Daniel Lencina-Ribes
- Country (sports): Lithuania
- Residence: Germany
- Born: 5 February 1977 (age 48) Spain
- Retired: 2009
- Plays: Right-handed
- Prize money: $23,814

Singles
- Career record: 0–0
- Highest ranking: 591 (27 August 2001)

Doubles
- Career record: 0–1
- Highest ranking: 671 (15 September 2003)

= Daniel Lencina-Ribes =

Spanish tennis player (born 1977)

Daniel Lencina-Ribes (born 5 February 1977) is a retired professional tennis player who is born in Alicante, Spain. He got by presidential decree, from president Paksas, the Lithuanian nationality and represented Lithuania at international tennis tournaments. He was number one from Lithuania in the ATP ranking for 322 weeks and a member of Lithuania Davis Cup team for five years. At the moment he is married and lives in Germany where after being the director of the Lencina tennis school, he is working as a clinical psychologist in a psychiatric hospital.

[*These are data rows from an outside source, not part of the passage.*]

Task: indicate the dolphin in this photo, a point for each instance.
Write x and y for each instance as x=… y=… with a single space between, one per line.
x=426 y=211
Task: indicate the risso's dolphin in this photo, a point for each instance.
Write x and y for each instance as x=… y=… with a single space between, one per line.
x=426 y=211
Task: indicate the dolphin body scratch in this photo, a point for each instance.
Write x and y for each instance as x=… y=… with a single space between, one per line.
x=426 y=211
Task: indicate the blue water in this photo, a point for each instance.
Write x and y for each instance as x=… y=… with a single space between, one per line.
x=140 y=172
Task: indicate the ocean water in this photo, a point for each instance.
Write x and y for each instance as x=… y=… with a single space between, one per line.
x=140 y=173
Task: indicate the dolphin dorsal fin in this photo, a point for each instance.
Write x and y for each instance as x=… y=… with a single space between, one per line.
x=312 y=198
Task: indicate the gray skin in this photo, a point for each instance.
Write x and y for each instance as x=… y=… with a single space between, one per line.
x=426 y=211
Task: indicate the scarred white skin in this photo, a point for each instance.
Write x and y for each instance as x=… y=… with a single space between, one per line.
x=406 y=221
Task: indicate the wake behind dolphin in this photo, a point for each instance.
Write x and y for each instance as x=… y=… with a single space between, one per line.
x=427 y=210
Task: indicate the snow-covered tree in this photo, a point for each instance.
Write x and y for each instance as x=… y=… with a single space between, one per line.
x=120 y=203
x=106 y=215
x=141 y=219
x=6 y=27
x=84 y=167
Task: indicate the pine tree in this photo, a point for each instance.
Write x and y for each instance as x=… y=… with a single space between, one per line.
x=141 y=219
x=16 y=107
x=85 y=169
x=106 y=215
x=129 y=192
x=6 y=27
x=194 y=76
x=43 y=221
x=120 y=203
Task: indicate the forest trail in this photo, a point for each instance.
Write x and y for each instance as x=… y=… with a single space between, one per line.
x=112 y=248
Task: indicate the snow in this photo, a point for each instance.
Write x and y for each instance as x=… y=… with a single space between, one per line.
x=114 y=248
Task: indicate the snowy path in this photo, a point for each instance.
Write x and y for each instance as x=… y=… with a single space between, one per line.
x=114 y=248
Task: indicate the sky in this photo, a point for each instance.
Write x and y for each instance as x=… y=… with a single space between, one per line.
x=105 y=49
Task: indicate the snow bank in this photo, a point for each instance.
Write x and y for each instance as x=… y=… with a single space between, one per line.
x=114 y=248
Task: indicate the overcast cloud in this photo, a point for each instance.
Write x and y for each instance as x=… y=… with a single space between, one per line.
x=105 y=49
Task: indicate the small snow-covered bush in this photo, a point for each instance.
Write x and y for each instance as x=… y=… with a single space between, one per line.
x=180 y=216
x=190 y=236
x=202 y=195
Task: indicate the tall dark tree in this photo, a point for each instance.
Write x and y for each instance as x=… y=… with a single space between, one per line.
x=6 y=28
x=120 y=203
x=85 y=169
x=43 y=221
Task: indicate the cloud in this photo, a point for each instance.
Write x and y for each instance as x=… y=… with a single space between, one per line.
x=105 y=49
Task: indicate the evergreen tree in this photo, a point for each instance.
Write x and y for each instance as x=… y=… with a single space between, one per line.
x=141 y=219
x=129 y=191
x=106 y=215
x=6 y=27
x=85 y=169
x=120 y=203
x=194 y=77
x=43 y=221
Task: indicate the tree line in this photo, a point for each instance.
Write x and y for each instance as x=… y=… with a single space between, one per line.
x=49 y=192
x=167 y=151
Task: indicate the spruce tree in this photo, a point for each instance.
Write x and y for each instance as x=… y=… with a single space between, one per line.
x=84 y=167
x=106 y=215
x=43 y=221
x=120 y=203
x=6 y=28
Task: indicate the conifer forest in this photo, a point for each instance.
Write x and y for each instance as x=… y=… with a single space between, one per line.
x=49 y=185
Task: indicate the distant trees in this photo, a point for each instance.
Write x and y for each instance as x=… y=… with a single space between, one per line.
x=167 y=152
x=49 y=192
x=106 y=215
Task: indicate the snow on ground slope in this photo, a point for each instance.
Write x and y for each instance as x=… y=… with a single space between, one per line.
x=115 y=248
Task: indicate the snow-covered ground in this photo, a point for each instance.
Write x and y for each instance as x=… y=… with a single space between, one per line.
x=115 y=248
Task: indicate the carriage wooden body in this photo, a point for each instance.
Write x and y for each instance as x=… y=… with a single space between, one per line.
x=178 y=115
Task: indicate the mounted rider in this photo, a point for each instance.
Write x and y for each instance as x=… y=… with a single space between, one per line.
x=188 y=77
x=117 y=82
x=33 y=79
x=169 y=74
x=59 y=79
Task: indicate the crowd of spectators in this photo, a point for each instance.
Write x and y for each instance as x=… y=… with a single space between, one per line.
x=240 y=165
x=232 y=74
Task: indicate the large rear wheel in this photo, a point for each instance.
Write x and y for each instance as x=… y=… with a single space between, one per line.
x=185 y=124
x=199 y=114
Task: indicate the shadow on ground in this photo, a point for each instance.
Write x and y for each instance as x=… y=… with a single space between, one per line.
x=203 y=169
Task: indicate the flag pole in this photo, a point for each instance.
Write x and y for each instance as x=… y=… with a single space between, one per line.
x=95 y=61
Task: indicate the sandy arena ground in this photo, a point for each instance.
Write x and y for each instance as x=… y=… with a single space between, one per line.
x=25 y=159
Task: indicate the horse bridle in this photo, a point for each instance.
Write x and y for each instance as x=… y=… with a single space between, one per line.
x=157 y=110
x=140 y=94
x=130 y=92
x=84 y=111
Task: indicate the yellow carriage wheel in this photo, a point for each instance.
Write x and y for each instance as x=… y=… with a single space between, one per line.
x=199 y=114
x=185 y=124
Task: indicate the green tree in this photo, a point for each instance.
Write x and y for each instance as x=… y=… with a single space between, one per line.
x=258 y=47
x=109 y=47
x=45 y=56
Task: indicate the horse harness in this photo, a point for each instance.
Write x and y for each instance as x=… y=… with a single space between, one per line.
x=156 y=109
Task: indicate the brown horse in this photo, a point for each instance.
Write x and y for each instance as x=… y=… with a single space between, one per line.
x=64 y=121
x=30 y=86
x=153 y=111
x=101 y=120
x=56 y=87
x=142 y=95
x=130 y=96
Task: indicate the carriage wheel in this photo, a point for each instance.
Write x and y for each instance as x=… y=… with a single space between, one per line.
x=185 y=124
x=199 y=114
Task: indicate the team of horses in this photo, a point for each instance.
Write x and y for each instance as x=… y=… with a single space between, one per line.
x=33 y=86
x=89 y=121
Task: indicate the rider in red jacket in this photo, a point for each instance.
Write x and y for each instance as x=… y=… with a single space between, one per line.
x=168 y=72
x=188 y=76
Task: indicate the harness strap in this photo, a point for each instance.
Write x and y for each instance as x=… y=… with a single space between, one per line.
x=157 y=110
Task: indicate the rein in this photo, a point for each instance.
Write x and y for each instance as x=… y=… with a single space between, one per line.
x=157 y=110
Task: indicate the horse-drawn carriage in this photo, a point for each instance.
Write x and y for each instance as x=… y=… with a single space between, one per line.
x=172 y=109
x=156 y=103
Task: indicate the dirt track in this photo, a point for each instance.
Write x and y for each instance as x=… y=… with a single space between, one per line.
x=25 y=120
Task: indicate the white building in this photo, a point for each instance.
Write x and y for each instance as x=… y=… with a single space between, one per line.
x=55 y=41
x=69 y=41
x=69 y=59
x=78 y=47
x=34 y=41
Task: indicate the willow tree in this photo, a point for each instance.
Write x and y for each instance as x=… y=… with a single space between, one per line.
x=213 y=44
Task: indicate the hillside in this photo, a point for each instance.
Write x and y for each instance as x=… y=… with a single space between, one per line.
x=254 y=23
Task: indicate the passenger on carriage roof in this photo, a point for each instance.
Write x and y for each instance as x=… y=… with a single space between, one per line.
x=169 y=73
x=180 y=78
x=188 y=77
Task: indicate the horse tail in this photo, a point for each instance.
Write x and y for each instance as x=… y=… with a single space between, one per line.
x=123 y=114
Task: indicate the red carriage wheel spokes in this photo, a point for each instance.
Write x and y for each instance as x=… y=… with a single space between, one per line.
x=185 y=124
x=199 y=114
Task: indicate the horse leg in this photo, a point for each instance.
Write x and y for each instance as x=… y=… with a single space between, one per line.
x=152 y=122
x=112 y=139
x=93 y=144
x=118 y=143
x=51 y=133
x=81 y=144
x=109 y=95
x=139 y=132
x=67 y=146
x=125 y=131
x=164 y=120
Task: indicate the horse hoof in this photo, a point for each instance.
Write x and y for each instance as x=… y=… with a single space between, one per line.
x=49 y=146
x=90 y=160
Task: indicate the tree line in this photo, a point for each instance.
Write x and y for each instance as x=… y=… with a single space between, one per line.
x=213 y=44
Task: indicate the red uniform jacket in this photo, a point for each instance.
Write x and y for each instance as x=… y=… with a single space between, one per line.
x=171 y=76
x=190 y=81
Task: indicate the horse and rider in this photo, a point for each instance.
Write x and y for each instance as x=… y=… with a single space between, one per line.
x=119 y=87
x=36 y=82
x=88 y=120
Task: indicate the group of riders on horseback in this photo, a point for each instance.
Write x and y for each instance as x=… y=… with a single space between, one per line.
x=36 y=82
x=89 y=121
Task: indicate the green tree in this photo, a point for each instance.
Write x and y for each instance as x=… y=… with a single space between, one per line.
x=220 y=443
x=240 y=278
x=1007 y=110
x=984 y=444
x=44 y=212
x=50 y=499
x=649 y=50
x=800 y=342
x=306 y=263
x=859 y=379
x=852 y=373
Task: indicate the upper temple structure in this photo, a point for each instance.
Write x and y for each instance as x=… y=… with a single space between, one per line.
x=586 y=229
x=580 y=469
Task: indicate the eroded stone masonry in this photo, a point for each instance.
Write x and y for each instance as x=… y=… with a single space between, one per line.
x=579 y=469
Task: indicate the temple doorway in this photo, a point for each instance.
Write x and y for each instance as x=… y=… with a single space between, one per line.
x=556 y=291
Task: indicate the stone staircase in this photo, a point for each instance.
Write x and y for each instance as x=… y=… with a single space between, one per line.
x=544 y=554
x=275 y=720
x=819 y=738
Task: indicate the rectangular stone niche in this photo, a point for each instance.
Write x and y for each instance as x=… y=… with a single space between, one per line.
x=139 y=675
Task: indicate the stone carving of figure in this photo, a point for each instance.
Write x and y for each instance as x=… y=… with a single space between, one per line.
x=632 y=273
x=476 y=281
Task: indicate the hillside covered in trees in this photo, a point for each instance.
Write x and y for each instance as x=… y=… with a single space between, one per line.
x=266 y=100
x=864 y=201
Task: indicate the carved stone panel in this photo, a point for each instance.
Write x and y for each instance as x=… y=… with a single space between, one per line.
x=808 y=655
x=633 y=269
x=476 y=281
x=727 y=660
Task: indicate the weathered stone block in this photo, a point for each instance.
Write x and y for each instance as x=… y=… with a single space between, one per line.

== ITF Men's Circuit career finals ==

| Legend | Singles | Doubles |
|---|---|---|
| Futures | 0–0 | 1–2 |

| Surface | Singles | Doubles |
|---|---|---|
| Clay | 0–0 | 1–2 |

=== Doubles ===

| Outcome | Date | Tournament | Surface | Partner | Opponents | Score |
|---|---|---|---|---|---|---|
| Runner-up | 25 June 2000 | POL Zabrze, Poland | Clay | ESP David Ferrer | POL Piotr Szczepanik UKR Orest Tereshchuk | 4–6, 0–6 |
| Runner-up | 4 August 2002 | EST Pärnu, Estonia | Clay | LTU Rolandas Muraška | EST Mait Künnap FIN Tapio Nurminen | 1–6, 4–6 |
| Winner | 24 August 2003 | LTU Šiauliai, Lithuania | Clay | FIN Tommi Lenho | NOR Stian Boretti ITA Federico Torresi | 7–6^{(7–1)}, 3–6, 6–3 |

== Davis Cup ==
He was a member of the Lithuania Davis Cup team, he has an 11–4 record in singles and an 8–5 record in doubles in 20 ties played. Also, he was partnering Rolandas Muraška and Gvidas Sabeckis, making with the last one of the best doubles team that ever represented Lithuania, together they have a 6–4 record.